Otro hecho significativo es la magnitud de la marcha, que no fue tan nutrida como la que se convocó el 15 de diciembre. Recorrió algunas arterias de la ciudad, lanzando consignas contra la presidenta del país, a la que pidieron su renuncia, y la convocatoria a elecciones generales.
Las clases en la universidad se desarrollaron con total normalidad, lo mismos que en el centro preuniversitario y las academias de preparación para los postulantes a la universidad.
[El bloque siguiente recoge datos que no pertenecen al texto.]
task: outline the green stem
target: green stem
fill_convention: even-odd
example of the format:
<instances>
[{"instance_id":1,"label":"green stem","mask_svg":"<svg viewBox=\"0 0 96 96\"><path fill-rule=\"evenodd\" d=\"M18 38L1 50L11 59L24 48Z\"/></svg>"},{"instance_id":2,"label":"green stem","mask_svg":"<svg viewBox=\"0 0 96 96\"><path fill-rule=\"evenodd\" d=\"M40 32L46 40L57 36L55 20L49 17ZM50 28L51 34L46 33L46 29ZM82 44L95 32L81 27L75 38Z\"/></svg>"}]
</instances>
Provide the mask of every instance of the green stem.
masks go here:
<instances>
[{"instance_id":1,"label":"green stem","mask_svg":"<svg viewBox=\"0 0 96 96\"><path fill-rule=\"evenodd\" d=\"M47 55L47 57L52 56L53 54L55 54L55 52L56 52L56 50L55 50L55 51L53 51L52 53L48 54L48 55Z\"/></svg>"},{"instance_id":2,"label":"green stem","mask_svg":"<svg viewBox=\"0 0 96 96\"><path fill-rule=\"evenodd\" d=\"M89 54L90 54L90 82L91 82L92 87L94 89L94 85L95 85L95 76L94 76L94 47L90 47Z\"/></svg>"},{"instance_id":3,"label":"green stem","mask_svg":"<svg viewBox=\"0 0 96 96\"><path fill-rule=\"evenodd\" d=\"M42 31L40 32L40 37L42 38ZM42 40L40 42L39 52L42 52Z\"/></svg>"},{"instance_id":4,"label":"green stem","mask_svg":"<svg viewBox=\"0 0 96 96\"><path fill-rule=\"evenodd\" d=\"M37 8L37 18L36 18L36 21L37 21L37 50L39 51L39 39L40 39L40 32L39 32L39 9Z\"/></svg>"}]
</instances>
En cuanto a las oficinas del estado, estas funcionaron con total normalidad, algunas con resguardo policial y a puerta cerrada, pero no se registraron plantones frente a ellas, como en otras oportunidades.
Mientras esto sucedía, en el congreso no se trató del adelanto de las elecciones pese a que el plazo vence en menos de dos días. De no darse, el congreso trataría este tema recién en agosto de este año, lo que demandaría una mayor postergación de la convocatoria a elecciones generales.
Como ya es de conocimiento el último proyecto presentado por la presidenta Dina Boluarte no fue aprobado por la Comisión de Constitución, ni el pedido de reconsideración, que decidió postergar el debate de la nueva propuesta del gobierno.
Este entrampamiento puede generar una mayor polarización del país, porque las demandas no tienen organizaciones políticas, llámese Partidos Políticos, así con mayúsculas que sean realmente representativos, y los que existen son grupos, casi empresariales, dedicados al saqueo del Estado.
Pese a esta situación, aprobar el adelanto de elecciones, sea a través de la renuncia de la presidenta Boluarte o la aprobación por el congreso de las elecciones, sin adicionar nada más, con las mismas reglas existentes, sería una válvula de escape a la tensión social.
Los otros temas, pasan a un segundo plano. Habrá tiempo para debatir la necesidad o no de una asamblea constituyente en el nuevo congreso, o las reformas a ala actual constitución, las mismas que están en un proyecto que realizó la comisión de Constitución del Congreso que presidió Henry Pease.